# Wrestler Finishes with 218-0 Career Record



## SIICmanSIIN (May 11, 2011)

I don't know if anyone has seen this but there was a kid, Eric Grajales, from my hometown that ended his H.S. career undefeated in his weight class of 135. He is currently a Sophomore at Michigan and is wrestling at 149 almost 15 pounds over his weight; I think he could be a force in the UFC under the correct training. What do you think of this kid?

Sorry if this is the wrong thread


----------



## morninglightmt (Sep 7, 2008)

I think he's not thinking of the UFC.

"I hope to win NCAA's multiple times," Grajales said. "Then after that, there's the World Championships, and the Olympics."
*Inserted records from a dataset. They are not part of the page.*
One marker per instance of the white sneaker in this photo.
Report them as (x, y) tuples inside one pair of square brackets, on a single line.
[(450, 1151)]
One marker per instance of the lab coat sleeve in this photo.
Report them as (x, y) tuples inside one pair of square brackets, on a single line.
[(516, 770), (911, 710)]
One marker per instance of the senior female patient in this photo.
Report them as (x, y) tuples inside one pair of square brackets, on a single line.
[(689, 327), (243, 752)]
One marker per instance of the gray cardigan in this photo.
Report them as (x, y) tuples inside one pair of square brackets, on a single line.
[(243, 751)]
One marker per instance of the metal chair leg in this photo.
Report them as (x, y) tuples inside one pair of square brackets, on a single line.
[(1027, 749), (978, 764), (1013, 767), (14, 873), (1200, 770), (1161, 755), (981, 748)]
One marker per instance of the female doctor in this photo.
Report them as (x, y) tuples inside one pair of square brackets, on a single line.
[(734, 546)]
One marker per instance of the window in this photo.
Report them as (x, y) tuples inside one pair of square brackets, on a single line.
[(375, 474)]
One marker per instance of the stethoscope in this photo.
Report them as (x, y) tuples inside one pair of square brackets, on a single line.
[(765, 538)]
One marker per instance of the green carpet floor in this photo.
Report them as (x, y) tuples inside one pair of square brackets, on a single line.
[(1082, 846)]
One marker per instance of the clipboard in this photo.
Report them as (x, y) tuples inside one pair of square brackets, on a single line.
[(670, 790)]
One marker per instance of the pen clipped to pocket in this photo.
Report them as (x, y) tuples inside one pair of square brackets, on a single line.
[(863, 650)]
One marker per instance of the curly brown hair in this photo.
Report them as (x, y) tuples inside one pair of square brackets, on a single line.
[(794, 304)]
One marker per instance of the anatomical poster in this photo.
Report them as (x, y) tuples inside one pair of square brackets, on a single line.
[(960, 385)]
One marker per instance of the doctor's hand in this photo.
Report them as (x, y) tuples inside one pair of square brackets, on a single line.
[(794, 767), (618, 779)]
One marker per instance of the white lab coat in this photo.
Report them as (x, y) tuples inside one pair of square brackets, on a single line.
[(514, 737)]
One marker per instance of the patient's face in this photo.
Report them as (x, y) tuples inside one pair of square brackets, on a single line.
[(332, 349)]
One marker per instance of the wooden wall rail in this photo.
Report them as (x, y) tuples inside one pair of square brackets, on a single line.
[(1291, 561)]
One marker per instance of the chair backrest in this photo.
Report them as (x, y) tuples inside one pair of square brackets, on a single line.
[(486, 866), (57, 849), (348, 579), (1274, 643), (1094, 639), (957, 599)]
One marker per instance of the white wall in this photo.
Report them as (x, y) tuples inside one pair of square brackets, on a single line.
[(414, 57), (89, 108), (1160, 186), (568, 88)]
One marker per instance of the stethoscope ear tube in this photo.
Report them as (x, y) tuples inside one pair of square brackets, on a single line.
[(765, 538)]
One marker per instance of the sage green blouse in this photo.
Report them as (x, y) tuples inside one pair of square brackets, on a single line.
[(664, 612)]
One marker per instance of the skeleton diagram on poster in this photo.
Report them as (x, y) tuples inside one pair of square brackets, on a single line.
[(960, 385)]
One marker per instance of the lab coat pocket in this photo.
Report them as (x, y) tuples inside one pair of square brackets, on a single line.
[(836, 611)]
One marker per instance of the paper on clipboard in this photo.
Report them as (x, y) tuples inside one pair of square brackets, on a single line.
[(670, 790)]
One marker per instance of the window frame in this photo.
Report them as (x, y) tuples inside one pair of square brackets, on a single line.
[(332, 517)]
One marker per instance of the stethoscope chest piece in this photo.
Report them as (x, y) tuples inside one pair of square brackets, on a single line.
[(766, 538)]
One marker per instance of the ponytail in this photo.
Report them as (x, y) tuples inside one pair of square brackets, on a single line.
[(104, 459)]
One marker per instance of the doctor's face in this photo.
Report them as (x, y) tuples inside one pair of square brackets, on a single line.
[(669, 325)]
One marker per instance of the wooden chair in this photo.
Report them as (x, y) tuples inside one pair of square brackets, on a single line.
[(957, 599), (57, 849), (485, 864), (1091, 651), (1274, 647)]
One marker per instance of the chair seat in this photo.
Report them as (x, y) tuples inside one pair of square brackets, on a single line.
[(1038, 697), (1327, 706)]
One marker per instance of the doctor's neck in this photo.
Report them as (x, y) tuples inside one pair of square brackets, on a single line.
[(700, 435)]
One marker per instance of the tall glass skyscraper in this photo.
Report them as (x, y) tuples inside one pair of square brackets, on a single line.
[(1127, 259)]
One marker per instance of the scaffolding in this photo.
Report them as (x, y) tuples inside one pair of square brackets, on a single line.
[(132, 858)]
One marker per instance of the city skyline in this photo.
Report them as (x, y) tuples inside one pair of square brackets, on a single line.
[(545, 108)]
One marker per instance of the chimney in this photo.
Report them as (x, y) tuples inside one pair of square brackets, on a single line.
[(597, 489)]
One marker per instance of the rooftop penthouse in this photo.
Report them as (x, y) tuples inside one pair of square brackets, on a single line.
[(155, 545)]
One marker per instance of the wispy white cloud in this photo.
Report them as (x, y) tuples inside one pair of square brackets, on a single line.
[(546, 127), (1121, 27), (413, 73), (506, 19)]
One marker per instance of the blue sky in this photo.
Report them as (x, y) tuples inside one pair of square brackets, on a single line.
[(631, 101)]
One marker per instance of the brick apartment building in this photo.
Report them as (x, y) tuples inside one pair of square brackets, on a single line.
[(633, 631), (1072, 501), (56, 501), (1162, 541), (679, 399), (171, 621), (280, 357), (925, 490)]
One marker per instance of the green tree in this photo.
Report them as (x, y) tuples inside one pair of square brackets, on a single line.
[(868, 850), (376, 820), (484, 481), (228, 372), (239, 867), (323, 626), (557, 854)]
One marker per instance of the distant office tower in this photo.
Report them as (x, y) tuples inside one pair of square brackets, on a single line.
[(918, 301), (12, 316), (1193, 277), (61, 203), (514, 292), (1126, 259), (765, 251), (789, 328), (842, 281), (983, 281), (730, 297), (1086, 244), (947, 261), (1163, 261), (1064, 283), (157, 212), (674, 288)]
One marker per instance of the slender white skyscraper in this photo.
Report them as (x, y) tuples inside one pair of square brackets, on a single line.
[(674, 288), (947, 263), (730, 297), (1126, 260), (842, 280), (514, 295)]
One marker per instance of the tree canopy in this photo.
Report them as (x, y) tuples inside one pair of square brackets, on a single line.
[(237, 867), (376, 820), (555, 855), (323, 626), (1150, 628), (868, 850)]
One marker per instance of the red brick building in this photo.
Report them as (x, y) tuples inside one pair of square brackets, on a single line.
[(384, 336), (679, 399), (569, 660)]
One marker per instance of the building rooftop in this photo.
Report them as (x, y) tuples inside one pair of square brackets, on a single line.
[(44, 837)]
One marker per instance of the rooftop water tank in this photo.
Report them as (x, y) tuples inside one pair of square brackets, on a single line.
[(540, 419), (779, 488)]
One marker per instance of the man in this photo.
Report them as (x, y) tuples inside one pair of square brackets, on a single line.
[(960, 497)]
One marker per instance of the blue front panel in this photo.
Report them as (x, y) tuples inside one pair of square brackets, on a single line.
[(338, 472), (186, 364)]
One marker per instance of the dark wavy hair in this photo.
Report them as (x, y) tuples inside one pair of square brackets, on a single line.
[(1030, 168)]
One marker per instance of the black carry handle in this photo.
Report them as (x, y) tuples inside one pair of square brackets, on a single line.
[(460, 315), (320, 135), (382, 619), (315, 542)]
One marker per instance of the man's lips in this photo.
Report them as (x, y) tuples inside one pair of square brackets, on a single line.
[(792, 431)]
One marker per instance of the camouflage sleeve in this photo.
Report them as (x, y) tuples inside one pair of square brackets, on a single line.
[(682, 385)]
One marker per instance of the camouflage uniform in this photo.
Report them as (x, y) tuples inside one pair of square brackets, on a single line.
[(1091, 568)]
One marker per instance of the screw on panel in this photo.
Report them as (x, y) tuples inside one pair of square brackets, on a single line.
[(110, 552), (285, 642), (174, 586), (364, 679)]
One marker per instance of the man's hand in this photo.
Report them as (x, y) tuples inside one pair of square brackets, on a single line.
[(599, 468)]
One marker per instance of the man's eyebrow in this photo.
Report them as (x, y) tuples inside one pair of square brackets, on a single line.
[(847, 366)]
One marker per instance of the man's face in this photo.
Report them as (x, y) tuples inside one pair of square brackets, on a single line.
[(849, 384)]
Wish the kid luck though, we'll see how he does in college. :thumbsup:


----------



## SIICmanSIIN (May 11, 2011)

morninglightmt said:


> I think he's not thinking of the UFC.



The money will eventually get him like everyone else.


----------



## Will Munny (Jun 4, 2011)

Why would you make this thread? You could make a thread like this about every single successful college wrestler. Kid doesn't even have an interest.


----------



## Will Munny (Jun 4, 2011)

Real big money in MMA. I'm sure it compares to being an Olympic Athlete with dozens of corporate sponsors.


----------